Why Lena Waithe fell in love with her leads while writing ‘Queen & Slim’
By LENA WAITHE
“Queen & Slim” began at a party, celebrating my wife Alana Mayo. She had just been chosen as one of the Hollywood Reporter’s 35 under 35 execs. I was there gallivanting and having a good time when writer James Frey walked up to me and introduced himself.
It was kind of funny, because I knew who he was, but I joined in the formalities anyway and introduced myself as well. I think he was aware I was a writer — but at that time “The Chi” hadn’t aired yet (we were still writing the first season) and the “Thanksgiving” episode of “Master of None” was an idea that had not yet entered my mind. I say all this to say: He had no real reason to throw an idea — an idea that would ultimately change the course of my life — into my lap at a rooftop party in Hollywood.

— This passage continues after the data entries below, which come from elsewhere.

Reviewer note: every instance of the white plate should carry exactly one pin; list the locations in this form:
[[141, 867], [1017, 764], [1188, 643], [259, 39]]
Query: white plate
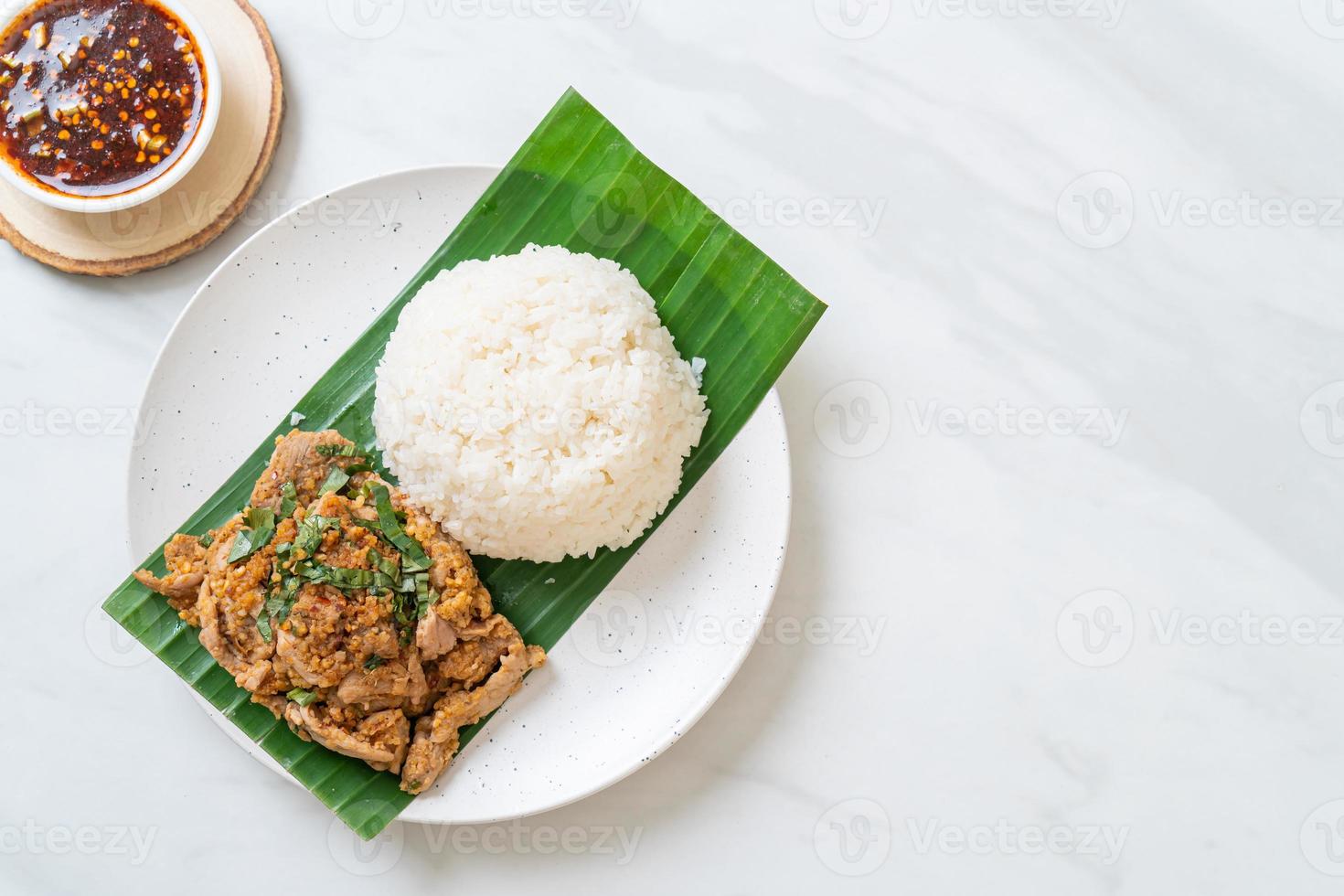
[[654, 652]]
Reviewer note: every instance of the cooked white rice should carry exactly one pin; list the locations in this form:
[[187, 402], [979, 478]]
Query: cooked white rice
[[535, 404]]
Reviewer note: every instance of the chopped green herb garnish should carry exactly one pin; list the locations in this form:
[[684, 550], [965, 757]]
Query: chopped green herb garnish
[[311, 532], [336, 480], [288, 500], [261, 529], [415, 558], [339, 577], [339, 450]]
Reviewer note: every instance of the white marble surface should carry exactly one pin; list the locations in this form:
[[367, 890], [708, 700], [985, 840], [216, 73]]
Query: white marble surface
[[946, 727]]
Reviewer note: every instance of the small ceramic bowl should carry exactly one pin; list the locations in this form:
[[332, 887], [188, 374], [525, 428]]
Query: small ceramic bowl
[[175, 172]]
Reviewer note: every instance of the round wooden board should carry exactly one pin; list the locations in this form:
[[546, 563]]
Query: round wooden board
[[197, 209]]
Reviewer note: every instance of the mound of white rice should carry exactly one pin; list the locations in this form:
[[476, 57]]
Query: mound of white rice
[[535, 404]]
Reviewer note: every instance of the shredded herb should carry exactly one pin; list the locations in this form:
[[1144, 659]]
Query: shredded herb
[[425, 597], [336, 480], [415, 559], [261, 529], [288, 500], [339, 577], [339, 450], [311, 532]]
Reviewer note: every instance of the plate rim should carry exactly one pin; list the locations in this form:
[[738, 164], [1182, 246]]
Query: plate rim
[[772, 404]]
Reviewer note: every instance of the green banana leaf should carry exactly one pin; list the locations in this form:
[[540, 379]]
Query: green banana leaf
[[578, 183]]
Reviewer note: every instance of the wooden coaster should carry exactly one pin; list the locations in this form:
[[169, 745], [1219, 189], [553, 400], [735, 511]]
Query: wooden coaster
[[192, 214]]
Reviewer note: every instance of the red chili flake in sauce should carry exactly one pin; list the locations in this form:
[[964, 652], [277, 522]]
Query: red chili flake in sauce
[[99, 97]]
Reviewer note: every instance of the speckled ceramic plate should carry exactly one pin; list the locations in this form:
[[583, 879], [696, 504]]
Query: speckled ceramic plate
[[652, 653]]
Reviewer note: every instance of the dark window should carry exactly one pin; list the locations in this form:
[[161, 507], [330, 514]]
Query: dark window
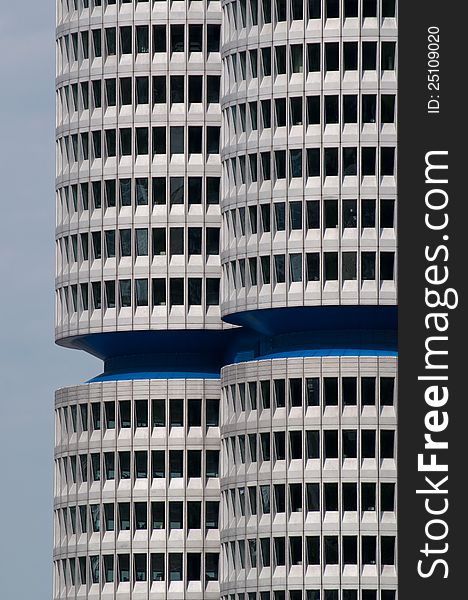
[[126, 40], [349, 496], [387, 385], [176, 461], [349, 550], [369, 550], [330, 547], [387, 161], [368, 213], [177, 139], [368, 496], [350, 56], [313, 550], [387, 497], [331, 443], [195, 38], [368, 443], [313, 444], [159, 412], [350, 108], [332, 56], [387, 443], [369, 56], [158, 467], [177, 38], [331, 496], [213, 38], [176, 413], [331, 162], [330, 390], [313, 497], [313, 57], [280, 446], [387, 550], [388, 56], [331, 109], [313, 391], [159, 38], [349, 444], [368, 161]]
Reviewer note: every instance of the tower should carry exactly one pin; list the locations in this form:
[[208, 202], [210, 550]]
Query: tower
[[138, 271], [226, 239]]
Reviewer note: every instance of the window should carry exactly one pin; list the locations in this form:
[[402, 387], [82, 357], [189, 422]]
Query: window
[[295, 550], [175, 515], [141, 520], [387, 497], [177, 38], [212, 463], [387, 260], [213, 38], [157, 567], [159, 38], [369, 550], [177, 139], [158, 467], [387, 443], [211, 566], [193, 566], [158, 515], [349, 496], [295, 497], [175, 566], [388, 56], [368, 443], [331, 496], [387, 550], [313, 550], [368, 496], [349, 444], [368, 266], [387, 161], [211, 515], [279, 442], [124, 516], [280, 551], [387, 385]]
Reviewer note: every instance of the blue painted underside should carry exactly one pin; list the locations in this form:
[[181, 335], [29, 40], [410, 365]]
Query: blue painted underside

He simply said, “I have an idea for a movie I can’t write.” I responded, “What’s the idea?” And he said, very cavalierly, a black man and a black woman go out on a first date and on their way home they get pulled over by a cop, things escalate quickly and they kill the cop in self-defense and rather than turning themselves in, they decide to get in the car and go.”
I quickly said to him, “You’re right, you can’t write that.” But I knew I could.
He had another title and an outline in his back pocket, but I didn’t want it. I didn’t need it. That sentence was all I needed to go create a black odyssey that would ultimately become a meditation on blackness and what it truly looks like to search for freedom and joy that’s everlasting.